Occasionally, adhesions or bridging vessels are encountered along the superior posterior margin of the cerebellum along the transverse sinus. These must be divided sharply to free the cerebellum. A flexible retractor arm is then placed on the retractor base. This retractor arm should be positioned so that a gentle arch is formed and sharp kinks and bends are avoided (Fig. 125-4). Its tension is adjusted so that it remains in any position in which it is placed but can be readily moved without undue force. A specially shaped retractor blade that has an elongated finger at its superior margin (Codman & Shurtleff) is used (Fig. 125-4). The purpose of the finger is to allow deeper retraction in the vicinity of the trigeminal nerve while avoiding deep retraction and potential injury to the seventh and eighth cranial nerves. A narrow retractor blade could achieve the same depth of exposure superiorly but might penetrate into the cerebellum. Once the retractor blade is in place, the superior lateral margin of the cerebellum is retracted in a medial-to-inferomedial direction, and the operating microscope is brought into use.
With the microscope in place, the cerebellum is gently retracted further medially. The approach should be angled as sharply as necessary to visualize the cerebellar surface. Adhesions and small bridging vessels are lysed as the cerebellum is retracted. Once the lateral extent of the cerebellum is visualized, the angle of approach is changed to follow the petrous bone anteriorly. McLaughlin et al.10 refer to this change as “turning the corner” and emphasize the necessity of doing this under direct vision. At this point, the petrosal vein can be identified. This vein frequently is encountered two thirds of the way from the dura to the trigeminal nerve, but great variability exists, and it may be absent or positioned close to the nerve. It often consists of two channels that form a Y-shaped bifurcation just before entering the dura. To permit adequate retraction and deeper dissection, the petrosal vein may need to be coagulated and divided sharply.

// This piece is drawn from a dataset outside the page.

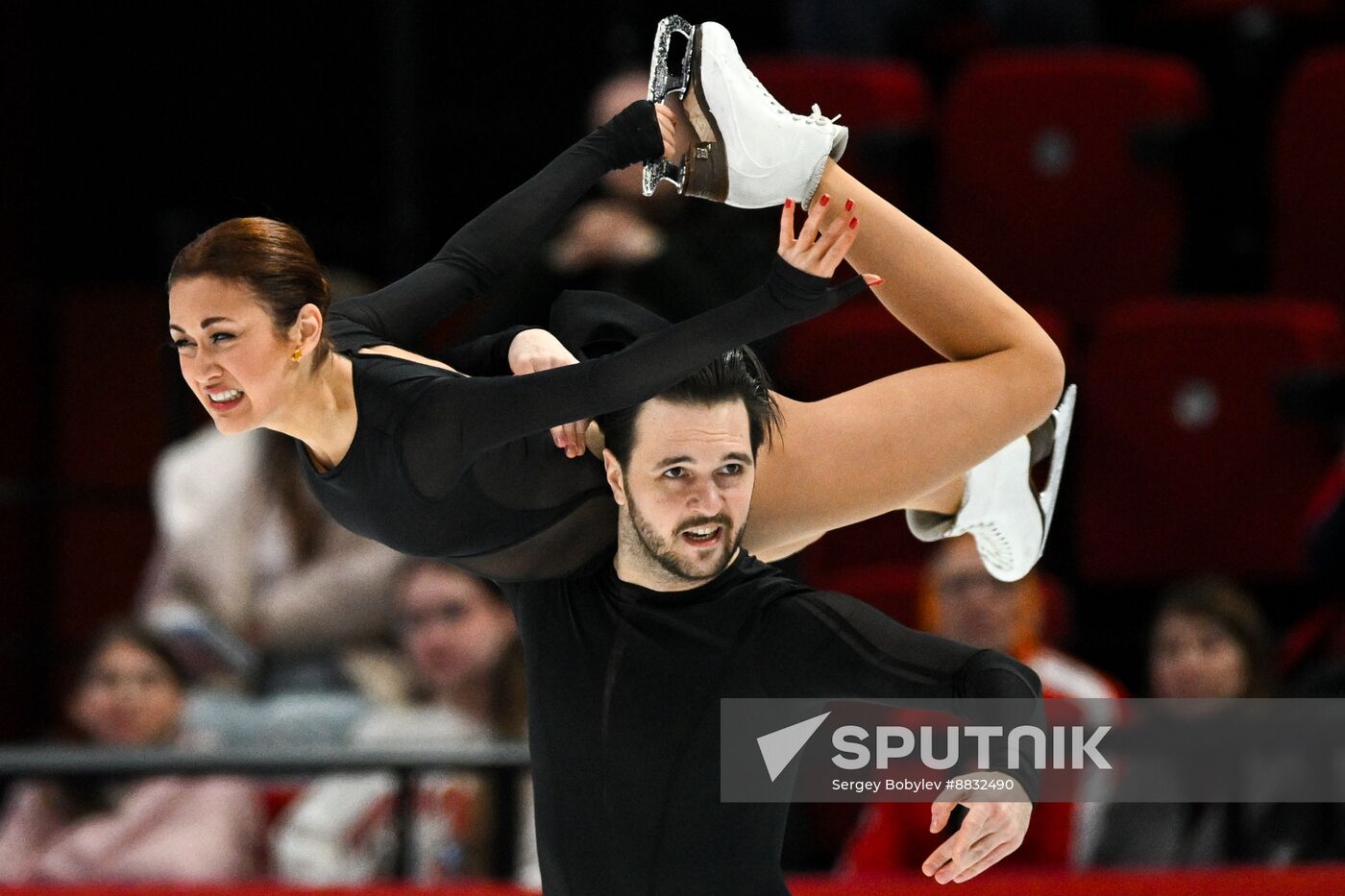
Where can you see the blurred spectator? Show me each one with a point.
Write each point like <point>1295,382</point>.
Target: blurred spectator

The site of pathology is typically at the brain stem, and vessels impinging distally on the nerve are not usually the cause of the problem. The typical situation involves the superior cerebellar artery looping down in front of the nerve and emerging from the nerve dorsally at the point where the nerve exits the brain stem (Fig. 125-6). Opening the arachnoid widely allows full inspection of the entire circumference of the nerve at the brain stem. The first vessel seen may not be the only vascular channel involved in the neurovascular compression, because in a significant number of cases, multiple vessels have been encountered. It is also necessary to open the arachnoid anterior to the nerve to allow proper placement of the prosthesis.